If all podcast-to-streaming adaptations came off as beautifully as the first season of Amazon's "Homecoming," "Homecoming" season two (premiering Friday) would be a spellbinder instead of what it is: a sleek follow-up roughly halfway between "gripping" and "a pretty good try."
The seven half-hour episodes feature a wealth of wily, charismatic actors, a few back for an encore from season one. How those episodes work for those who haven't seen the set-up - the Julia Roberts-headlined 2018 season - is tough to assess. I'd have to unsee it to find out.
This time, no Julia Roberts. Janelle Monae takes the lead. It begins with a simple, trailer-friendly hook: A woman wakes up in a rowboat in the middle of a lake, alone, with no idea how she got there. The man on the shore doesn't help her. Gradually Monae, who plays the foggy-headed mystery woman, puts a few too-convenient clues together.

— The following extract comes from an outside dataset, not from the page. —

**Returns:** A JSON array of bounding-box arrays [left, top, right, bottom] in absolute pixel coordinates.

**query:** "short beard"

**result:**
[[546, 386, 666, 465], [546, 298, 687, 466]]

After establishing the present-day dilemma, the new "Homecoming" jumps back in time, darting in and out of the narrative framework established in season one.
Avoiding spoilers as much as possible: Jackie, the woman Monae thinks she is, is the longtime partner of Audrey (Hong Chau), the relentlessly patronized receptionist at the sinister Geist corporation. At season one's end Audrey ascended, triumphantly, turning the tables on her bullying superior (Bobby Cannavale), just as the U.S. Department of Defense investigation into a Geist program called Homecoming turned up a world of deception, begging for scapegoats.
Designed to assist returning Iraq war veterans with post-traumatic stress disorder, the Homecoming facility was, in reality, a secret drug-trial regimen feeding a memory-destroying, plant-derived substance to unsuspecting soldiers returning home. Season two starts making a case for itself in episode three, with the return of Walter Cruz, the U.S. Army vet played by Stephan James, whose counseling and friendship with the Roberts character gave season one its spine.
Newcomers to the new season include Chris Cooper as the hermit-like visionary Leonard Geist, referred to but not seen in season one. Also there's Joan Cusack, having a high, droll time of it as a Pentagon official giddy at the prospect of using the memory berry for all sorts of new and fabulous projects. Podcast and series creators and writers Mica Bloomberg and Eli Horowitz remain on board this season Last season was directed, with unnerving skill, by Sam Esmail ("Mr. Robot"). Season two director Kyle Patrick Alvarez works in a related if less inspired visual universe, full of split-screen activity riffing on Brian De Palma, among others. It suggests also the next retro generation of Zoom meetings.
The story feels thinner this time, not simply 90 minutes shorter (though the finale's pretty terrific). Monae works in stealth mode, carefully controlling each reaction and interaction. Generally that approach works, though I suspect she has looser, more surprising work ahead of her. When Monae loosens up with Chau (when the material allows it, that is), the series discovers a valuable human element. Conspiracy thrillers can be about people, or they can be about plot, or they can be about both, which is very, very difficult. At its best season two manages both, and among its adroit plusses, there's a clever original score by composer Emile Mosseri ("The Last Black Man in San Francisco"), taking things away from the first season's brazen soundtrack-sampling of Bernard Herrmann, Ennio Morricone and other giants.
Why does memory loss remain such a potent plot device? I forget. Just kidding. It's because your memories pull us back while pushing us forward, and being forced to improvise your way through a treasure hunt means the rules and signifiers are changing every second. In works as disparate as the Jason Bourne movies, Christopher Nolan's "Memento" and "Homecoming," the characters' haunted confusion and jagged brain chasms allow writers, directors and actors a full range of interior pain, externalized. Season two of "Homecoming," more action-oriented than season one, goes down easily, though your nerves never feel entirely ... unnerved. And that's the point. Isn't it?